MANITOBA COMPUTER STOLEN FROM WRITING STUDIO winnipegsun.com - Winnipeg News - Stolen laptop had book stored:
Months of hard work vanished when a laptop computer was stolen from a downtown writing studio earlier this week.
Troy Bailey arrived at his rented workspace at 310 Donald St. around 6 p.m. Tuesday to find it had been ransacked along with a few other studios.
His Toshiba Satellite 2610 laptop had been stolen. and Bailey was devastated when he realized months of hard work had been lost.
The manuscript for a book of prose poetry Bailey has spent years researching and writing was on the laptop, and Bailey said he had done a lot of work on it since the last time he made a backup copy in early November.
The single father received a Manitoba Arts Council grant to work on a book about a real-life voyageur of African heritage who travelled across Canada in the early 19th century. The working title for the book is The Collective Psalms of Pierre Bonga.
Bailey has been painstakingly researching and writing the book since graduating from Red River College and the University of Winnipeg with a communications degree a few years ago.
Felt sick
He said he felt sick when he realized the manuscript -- about 160 pages in length -- was gone.

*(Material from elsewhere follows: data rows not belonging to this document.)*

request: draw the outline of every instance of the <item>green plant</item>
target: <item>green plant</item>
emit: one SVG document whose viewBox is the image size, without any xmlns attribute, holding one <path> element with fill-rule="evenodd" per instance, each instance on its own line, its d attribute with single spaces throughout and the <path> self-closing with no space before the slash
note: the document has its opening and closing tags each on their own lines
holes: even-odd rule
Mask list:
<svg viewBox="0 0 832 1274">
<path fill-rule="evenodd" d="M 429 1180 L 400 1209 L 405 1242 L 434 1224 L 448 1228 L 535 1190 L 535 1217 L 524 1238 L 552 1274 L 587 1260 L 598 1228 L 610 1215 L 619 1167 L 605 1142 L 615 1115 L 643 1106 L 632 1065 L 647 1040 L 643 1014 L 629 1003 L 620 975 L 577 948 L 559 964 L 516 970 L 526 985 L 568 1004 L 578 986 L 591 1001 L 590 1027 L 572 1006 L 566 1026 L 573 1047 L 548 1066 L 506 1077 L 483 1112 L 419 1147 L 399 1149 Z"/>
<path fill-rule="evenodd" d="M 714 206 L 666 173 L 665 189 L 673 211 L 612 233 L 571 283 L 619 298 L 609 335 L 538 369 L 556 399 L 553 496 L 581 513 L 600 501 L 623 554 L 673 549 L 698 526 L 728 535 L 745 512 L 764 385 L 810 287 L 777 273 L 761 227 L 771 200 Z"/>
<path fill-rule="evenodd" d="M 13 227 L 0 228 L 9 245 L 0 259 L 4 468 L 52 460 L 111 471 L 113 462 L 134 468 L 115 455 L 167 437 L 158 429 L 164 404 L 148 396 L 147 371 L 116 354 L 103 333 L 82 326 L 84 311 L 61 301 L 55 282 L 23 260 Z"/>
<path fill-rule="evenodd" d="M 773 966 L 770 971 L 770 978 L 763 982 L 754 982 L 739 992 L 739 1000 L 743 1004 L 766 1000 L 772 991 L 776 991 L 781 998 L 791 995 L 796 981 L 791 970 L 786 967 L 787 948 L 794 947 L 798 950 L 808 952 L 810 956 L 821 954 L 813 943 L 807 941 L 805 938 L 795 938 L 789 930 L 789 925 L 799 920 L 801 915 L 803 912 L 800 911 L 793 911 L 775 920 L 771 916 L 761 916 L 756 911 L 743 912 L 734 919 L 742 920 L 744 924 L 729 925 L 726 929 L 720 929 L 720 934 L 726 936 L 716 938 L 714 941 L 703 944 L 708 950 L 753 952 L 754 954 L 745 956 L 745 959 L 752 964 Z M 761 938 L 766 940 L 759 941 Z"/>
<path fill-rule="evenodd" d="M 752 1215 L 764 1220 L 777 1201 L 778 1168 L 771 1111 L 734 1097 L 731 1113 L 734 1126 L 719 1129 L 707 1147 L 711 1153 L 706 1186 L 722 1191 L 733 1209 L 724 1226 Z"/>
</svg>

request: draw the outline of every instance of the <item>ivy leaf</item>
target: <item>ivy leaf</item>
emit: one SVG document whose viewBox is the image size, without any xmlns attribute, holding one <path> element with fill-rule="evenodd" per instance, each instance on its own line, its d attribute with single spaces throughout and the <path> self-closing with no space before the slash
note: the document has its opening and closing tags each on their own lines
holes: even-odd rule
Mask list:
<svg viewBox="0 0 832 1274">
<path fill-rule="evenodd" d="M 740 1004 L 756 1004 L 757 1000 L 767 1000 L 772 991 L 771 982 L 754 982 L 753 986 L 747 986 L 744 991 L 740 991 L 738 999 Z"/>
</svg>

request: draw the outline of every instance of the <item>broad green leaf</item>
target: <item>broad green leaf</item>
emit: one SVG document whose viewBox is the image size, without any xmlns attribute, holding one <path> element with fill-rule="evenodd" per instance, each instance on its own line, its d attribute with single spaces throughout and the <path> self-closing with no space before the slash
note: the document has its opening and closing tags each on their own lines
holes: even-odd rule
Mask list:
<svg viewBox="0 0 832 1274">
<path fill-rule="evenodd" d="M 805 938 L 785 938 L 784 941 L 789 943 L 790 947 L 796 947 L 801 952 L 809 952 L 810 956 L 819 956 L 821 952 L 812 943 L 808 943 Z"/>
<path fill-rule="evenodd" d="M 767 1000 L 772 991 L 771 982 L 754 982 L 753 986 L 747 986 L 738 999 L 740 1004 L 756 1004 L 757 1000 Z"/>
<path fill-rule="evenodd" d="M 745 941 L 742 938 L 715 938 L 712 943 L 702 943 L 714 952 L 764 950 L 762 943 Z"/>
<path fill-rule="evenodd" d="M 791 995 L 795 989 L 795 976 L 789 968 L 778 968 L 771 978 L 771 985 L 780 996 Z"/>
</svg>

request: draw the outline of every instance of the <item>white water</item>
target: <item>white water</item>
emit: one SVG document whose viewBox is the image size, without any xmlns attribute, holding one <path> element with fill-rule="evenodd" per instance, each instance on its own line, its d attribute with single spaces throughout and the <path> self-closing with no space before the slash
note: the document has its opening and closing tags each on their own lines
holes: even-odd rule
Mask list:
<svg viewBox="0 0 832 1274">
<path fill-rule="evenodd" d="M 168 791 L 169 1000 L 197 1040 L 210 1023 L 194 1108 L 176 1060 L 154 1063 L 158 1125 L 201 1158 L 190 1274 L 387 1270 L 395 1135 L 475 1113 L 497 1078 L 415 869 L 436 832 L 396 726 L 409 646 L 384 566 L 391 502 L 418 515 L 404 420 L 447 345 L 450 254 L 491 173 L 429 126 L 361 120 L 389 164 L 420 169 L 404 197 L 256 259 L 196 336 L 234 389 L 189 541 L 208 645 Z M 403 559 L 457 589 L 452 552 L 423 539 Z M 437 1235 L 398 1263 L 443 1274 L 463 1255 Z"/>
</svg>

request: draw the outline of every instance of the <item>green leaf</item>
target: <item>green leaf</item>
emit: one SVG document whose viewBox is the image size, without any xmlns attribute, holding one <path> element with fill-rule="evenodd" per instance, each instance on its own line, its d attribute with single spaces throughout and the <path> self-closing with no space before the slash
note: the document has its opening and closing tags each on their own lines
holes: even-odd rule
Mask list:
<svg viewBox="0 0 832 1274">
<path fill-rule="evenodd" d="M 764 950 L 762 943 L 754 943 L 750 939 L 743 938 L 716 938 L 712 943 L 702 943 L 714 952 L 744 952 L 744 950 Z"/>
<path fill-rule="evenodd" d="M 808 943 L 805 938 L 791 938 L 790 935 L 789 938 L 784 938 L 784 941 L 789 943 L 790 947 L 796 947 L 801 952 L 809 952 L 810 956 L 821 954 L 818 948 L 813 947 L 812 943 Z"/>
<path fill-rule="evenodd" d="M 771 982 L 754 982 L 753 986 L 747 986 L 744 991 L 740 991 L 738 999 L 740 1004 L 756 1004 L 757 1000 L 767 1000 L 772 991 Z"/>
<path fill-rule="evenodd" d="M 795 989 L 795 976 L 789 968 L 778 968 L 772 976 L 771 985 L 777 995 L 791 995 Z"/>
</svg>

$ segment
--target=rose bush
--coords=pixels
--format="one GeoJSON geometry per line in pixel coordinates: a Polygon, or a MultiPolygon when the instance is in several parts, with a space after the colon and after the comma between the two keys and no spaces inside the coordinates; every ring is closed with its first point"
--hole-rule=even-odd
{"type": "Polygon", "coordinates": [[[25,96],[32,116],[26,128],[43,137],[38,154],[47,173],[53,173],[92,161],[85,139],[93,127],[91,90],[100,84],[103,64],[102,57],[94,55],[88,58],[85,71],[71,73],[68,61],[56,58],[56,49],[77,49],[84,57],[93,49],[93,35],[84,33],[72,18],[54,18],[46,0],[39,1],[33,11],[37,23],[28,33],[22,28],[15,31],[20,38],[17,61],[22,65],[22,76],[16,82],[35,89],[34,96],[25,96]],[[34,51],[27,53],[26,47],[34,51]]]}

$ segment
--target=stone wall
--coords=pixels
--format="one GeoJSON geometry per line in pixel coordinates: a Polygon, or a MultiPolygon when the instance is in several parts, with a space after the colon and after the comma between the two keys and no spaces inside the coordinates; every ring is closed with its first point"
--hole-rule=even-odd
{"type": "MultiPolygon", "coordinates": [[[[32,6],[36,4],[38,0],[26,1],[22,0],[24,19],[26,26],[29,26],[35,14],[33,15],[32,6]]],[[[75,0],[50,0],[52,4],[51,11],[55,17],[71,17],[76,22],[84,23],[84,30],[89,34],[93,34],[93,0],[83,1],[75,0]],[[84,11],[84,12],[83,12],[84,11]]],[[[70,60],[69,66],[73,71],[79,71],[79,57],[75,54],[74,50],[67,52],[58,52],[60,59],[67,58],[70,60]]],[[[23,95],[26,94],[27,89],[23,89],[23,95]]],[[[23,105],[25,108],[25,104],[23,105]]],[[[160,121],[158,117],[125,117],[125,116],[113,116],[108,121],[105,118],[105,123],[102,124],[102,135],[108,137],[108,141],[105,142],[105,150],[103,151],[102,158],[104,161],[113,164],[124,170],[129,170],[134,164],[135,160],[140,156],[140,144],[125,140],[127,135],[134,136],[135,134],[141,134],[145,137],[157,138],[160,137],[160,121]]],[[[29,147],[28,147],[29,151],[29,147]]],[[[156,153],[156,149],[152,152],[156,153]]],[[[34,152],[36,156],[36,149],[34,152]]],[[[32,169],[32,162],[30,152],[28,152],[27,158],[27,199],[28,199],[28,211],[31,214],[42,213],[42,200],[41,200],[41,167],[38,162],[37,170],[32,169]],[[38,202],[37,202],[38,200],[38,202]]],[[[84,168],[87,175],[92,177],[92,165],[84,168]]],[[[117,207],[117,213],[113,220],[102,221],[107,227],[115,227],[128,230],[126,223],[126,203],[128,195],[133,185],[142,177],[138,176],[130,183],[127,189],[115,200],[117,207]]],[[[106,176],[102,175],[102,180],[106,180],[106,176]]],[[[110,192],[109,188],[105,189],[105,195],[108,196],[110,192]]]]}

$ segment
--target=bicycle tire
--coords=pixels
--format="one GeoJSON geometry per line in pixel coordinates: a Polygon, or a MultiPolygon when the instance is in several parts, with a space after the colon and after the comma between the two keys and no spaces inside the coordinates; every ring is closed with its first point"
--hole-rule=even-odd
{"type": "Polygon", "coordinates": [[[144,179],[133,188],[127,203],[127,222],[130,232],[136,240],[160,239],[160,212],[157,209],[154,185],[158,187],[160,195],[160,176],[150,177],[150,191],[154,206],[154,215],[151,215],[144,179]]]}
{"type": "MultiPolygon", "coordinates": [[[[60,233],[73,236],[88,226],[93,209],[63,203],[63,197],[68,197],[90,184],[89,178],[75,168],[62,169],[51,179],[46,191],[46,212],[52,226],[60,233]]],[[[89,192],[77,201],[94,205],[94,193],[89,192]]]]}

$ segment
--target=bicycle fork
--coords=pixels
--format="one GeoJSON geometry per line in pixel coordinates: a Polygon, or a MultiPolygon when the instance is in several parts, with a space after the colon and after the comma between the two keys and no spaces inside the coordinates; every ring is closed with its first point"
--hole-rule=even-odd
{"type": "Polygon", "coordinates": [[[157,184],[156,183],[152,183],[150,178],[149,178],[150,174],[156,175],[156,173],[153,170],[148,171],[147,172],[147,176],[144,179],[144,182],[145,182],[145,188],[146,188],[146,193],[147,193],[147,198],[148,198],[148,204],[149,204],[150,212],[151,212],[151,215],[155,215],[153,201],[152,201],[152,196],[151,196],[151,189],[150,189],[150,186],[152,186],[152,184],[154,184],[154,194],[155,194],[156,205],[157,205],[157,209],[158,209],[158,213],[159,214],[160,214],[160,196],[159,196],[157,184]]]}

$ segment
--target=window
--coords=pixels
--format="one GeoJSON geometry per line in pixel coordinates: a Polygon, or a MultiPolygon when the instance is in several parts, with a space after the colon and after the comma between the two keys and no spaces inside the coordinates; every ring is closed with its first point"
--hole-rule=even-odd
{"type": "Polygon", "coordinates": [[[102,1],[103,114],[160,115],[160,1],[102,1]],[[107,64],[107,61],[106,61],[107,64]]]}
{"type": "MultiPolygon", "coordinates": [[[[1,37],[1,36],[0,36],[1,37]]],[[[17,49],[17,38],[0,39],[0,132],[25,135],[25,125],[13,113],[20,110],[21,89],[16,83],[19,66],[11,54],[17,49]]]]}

"It's just a kind of fundamental violation of your personal space. There's a sick pit in my stomach," he said, adding he will have to work off an old version of the manuscript saved on floppy disk.
"It's somewhat salvageable, but I had done quite a bit of work in the last little while that hadn't been saved on a floppy."
A Swiss army knife and about $450 worth of DVDs were also stolen, said Bailey, but he tracked down the DVDs after they were pawned at a downtown book store.
Now he's hoping someone will read about his plight and return the laptop and the manuscript saved on its hard drive -- no questions asked.
"It's been a long, long time working on this, and it's to enrich the culture of Canada, so I'm hoping they will see that it's an unusual story and get it back to me," he said.
Bailey, who works at Mountain Equipment Co-op, said the laptop can be dropped off at the cashier of the store, at the corner of Donald Street and Portage Avenue.